Sign in with Apple is missing user email

We’re trying to setup Sign in with Apple. We’ve setup everything on the iOS side and it’s sending all the necessary information to Auth0. We can see the email in the Auth0 log when a successful login is made.
The problem is that when the server tries to call /userinfo the users’ email is not included in the resulting payload (see sample payload below):
{ "sub": "apple|000109.6b2727499ac54f708cadbb624XXXXXXXXXX", "nickname": "kayttXXXXX", "name": "kayttXXXXX@privaterelay.appleid.com", "picture": "https:\/\/s.gravatar.com\/avatar\/81a508397c4fb8b60ef200d993609aee?s=480&r=pg&d=https://cdn.auth0.com/avatars/ka.png", "updated_at": "2020-07-02T19:23:14.995Z", "http:\/\/har.com\/claims\/groups": [], "given_name": "kayttXXXXX@privaterelay.appleid.com", "family_name": "" }
Is there something else that we have to configure?

Thanks,

1 Like

Hey there!

Can you share with us the link to the doc / quickstart that you followed so we can try to reproduce that? Thank you!

We followed these steps, but in Objective-C, should be the same. https://auth0.com/docs/quickstart/native/ios-swift-siwa
Another weird thing we noticed was that the Authorized Applications tab of the user that’s created doesn’t have any applications. Not sure if that’s why it’s happening.
We are using the native flow, not the web flow.

Gotchya thanks for providing that context. Can we work together with the quickstart maintainer in order to solve that hurdle by creating a GitHub issue in the qucikstart repo?
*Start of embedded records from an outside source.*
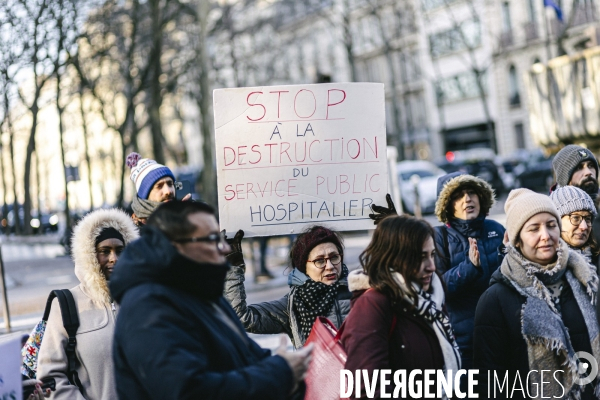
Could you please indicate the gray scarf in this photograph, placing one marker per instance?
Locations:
(548, 342)
(143, 208)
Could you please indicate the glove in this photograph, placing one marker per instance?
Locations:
(382, 212)
(236, 257)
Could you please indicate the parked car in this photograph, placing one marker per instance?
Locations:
(476, 162)
(425, 174)
(536, 174)
(508, 164)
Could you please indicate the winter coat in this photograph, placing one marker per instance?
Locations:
(178, 338)
(499, 344)
(278, 316)
(465, 282)
(374, 341)
(96, 313)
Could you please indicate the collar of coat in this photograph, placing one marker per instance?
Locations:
(87, 268)
(358, 280)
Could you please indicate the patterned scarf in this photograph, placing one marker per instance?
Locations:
(548, 342)
(314, 299)
(429, 307)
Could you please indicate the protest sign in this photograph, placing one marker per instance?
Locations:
(10, 368)
(292, 156)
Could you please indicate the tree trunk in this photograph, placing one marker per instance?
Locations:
(60, 111)
(27, 174)
(85, 143)
(156, 71)
(4, 206)
(208, 177)
(14, 179)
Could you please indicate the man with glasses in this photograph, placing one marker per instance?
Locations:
(577, 211)
(176, 337)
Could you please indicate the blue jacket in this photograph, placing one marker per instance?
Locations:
(465, 283)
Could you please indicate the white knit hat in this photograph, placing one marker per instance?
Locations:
(523, 204)
(145, 173)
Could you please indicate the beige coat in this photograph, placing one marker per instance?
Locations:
(96, 317)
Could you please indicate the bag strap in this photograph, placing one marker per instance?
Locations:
(71, 324)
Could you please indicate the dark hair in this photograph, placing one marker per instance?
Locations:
(308, 240)
(172, 217)
(484, 207)
(396, 246)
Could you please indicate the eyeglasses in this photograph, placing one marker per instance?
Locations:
(576, 219)
(218, 238)
(321, 262)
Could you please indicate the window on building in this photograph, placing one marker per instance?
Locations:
(451, 40)
(514, 98)
(459, 87)
(506, 22)
(519, 136)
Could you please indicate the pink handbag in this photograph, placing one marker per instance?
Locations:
(328, 358)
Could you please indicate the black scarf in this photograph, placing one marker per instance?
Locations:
(314, 299)
(468, 228)
(203, 280)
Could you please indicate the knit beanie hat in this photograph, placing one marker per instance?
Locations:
(568, 199)
(566, 161)
(523, 204)
(145, 172)
(308, 240)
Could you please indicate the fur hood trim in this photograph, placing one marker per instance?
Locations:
(358, 280)
(87, 268)
(487, 197)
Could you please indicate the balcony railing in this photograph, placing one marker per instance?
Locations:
(531, 31)
(506, 39)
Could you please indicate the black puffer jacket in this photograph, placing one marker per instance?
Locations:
(498, 343)
(465, 282)
(177, 338)
(278, 316)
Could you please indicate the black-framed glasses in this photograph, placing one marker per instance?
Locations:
(321, 262)
(218, 238)
(576, 219)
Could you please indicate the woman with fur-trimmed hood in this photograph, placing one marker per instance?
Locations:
(97, 242)
(468, 244)
(535, 327)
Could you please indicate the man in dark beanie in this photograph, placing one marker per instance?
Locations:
(576, 166)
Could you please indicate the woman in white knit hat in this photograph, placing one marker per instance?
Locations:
(538, 312)
(577, 212)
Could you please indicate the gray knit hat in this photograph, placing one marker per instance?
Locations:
(523, 204)
(566, 161)
(568, 199)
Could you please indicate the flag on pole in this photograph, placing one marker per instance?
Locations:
(551, 3)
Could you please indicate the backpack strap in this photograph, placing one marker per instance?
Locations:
(71, 324)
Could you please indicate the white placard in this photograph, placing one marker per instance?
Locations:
(10, 368)
(293, 156)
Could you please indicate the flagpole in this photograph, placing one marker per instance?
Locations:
(545, 15)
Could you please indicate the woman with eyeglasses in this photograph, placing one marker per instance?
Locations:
(577, 212)
(318, 287)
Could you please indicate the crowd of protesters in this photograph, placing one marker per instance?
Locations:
(163, 314)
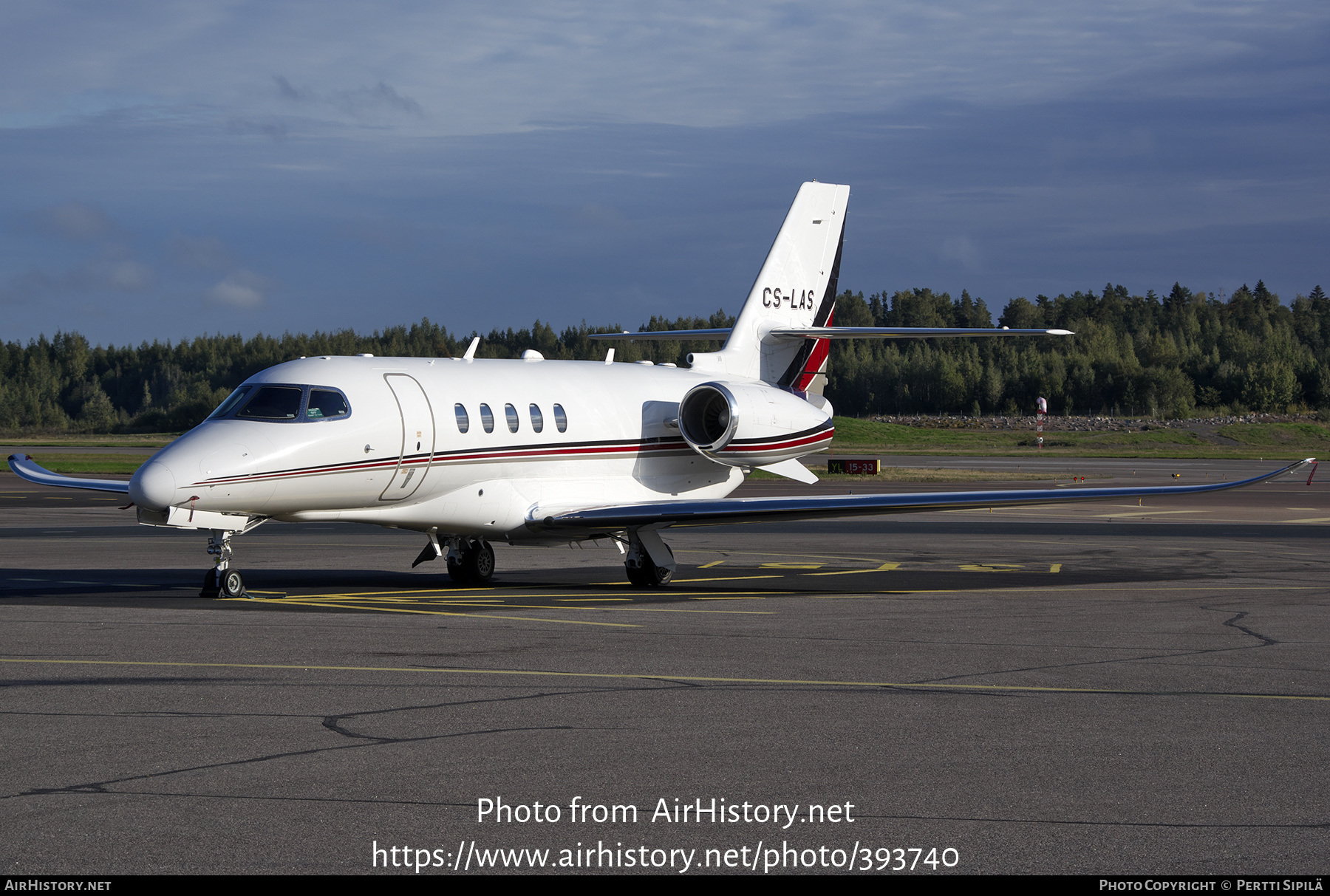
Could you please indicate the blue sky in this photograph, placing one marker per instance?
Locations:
(171, 169)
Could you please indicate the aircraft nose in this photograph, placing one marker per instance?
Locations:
(153, 487)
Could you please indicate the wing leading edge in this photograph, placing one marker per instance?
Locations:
(757, 510)
(27, 468)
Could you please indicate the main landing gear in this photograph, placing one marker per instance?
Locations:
(471, 561)
(649, 563)
(474, 564)
(221, 580)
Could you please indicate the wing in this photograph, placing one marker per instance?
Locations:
(26, 468)
(587, 521)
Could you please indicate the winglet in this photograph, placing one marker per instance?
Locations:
(28, 470)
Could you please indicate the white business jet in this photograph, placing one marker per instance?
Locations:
(470, 451)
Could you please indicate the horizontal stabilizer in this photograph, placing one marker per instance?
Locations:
(27, 468)
(756, 510)
(907, 332)
(664, 335)
(791, 470)
(834, 332)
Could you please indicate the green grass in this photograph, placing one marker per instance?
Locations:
(1273, 440)
(141, 440)
(1280, 435)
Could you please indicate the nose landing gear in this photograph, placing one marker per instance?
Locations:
(221, 580)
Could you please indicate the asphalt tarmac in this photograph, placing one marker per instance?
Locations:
(1092, 688)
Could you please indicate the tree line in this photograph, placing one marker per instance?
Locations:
(1130, 355)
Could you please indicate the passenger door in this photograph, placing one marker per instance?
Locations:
(417, 438)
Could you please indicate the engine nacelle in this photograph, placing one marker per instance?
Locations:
(751, 425)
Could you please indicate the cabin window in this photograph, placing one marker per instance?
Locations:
(325, 405)
(229, 405)
(274, 403)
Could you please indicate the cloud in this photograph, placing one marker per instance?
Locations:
(75, 222)
(95, 276)
(361, 103)
(961, 250)
(202, 253)
(241, 289)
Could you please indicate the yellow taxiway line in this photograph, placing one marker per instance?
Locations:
(706, 680)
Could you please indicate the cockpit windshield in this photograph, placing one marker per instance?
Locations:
(273, 403)
(284, 403)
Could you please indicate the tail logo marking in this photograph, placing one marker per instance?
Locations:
(773, 298)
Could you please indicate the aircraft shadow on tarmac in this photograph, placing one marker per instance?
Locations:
(174, 588)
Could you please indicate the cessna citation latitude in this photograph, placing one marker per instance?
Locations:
(468, 451)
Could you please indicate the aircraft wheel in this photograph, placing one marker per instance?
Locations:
(232, 584)
(649, 575)
(477, 567)
(480, 563)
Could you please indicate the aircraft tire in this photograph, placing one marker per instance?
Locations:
(232, 584)
(649, 576)
(479, 564)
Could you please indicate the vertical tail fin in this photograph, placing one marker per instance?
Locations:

Create the issue copy-pasting the context you shared here and share with us the link to the issue so we can proceed. Thanks!

I would love to do that, but it will probably be a while. I have a couple of other apps to work on. I’m surprised no else has gotten this issue before, so I’m assuming something is wrong in our configuration or something, although it’s so weird that it’s half working.

Gotchya! If you managed to find something on your end then let us know!

Hello @hardeverick

Could you please tell me if the user profile (found in your dashboard at manage.auth0.com) contains the email?

Thanks.

Hey there @hardeverick!

Have you had a chance to see last message from @thomas.osborn?

Hi,

Sorry I was on vacation last week. The profile does include the email. We ended up creating a rule that returns this email. We had to change the backend to look for this new key with the email. Ideally we would want it to work just like all the other social logins we use.

We’re seeing the same issue where /userinfo is not returning the email address when using Sign in with Apple.

We’re using Universal Login in our apps with Lock.js v11.26.1. We do not see this problem with Username-Password or Google logins.

So seems like an issue with the Apple Account I used when setting up Sign In With Apple. Other Apple Accounts are working fine. I did do things like ‘Try Connection’ and made other changes to Apple and Auth0 settings and was repeatedly using an Apple account which seems to have gotten in a bad state even though the Profile information looked correct. Also note we tested on both Lock.js v11.26.1 and v11.22.5.

Note that we came across a weird issue which may be related when trying to delete a User account created via Apple Sign In from our Auth0 tenant. Once it was discovered other Apple accounts seem to work as expected, I tried to delete my Auth0 user from the tenant and try again. On signing-up again with my Apple ID, I became a “ghost” user in Auth0 with (empty) name and limited profile information. I then went into my Apple ID settings to remove the apps as approved Sign With Apple apps and went and deleted the “empty” user in Auth0 and then everything started working as I had a new Apple User ID provided to Auth0.

Definitely weirdness around scopes or permissions so maybe trick is to either use a new Apple Account when you encounter trouble or make sure to delete auth entries in both Auth0 Tenant and Apple ID Settings when trying to start from scratch.

Are you guys using Sign In with Apple on the web or in a native app? We tried with 3 different Apple accounts and they all gave us the same issue.

We’re using Universal Login (Classic) with customizations so Lock.js on the web technically.

We haven’t tried the web yet, we’re using a native app. Although the tests we did through the Auth0 dashboard seems to return all the necessary information, but I’m not sure how a web implementation would differ.

Thanks,

One thing we started checking was if we had correct scopes requested to get email which may be helpful to double-check.

In Auth0 Tenant Users & Roles -> Users, select a particular User that used Apple, and check the Authorized Applications lists your application with openid profile email perms.

Authorized Applications is empty for anyone logging in through native Sign in with Apple for us. Also because it’s not web the scope is set in Swift code in the Apple’s Sign in SDK.
We can see in the log that the email is set in the profile. I’m guessing that some how because the Authorized Applications are empty /userinfo doesn’t return the email since there’s no authorized application, but I’m not sure.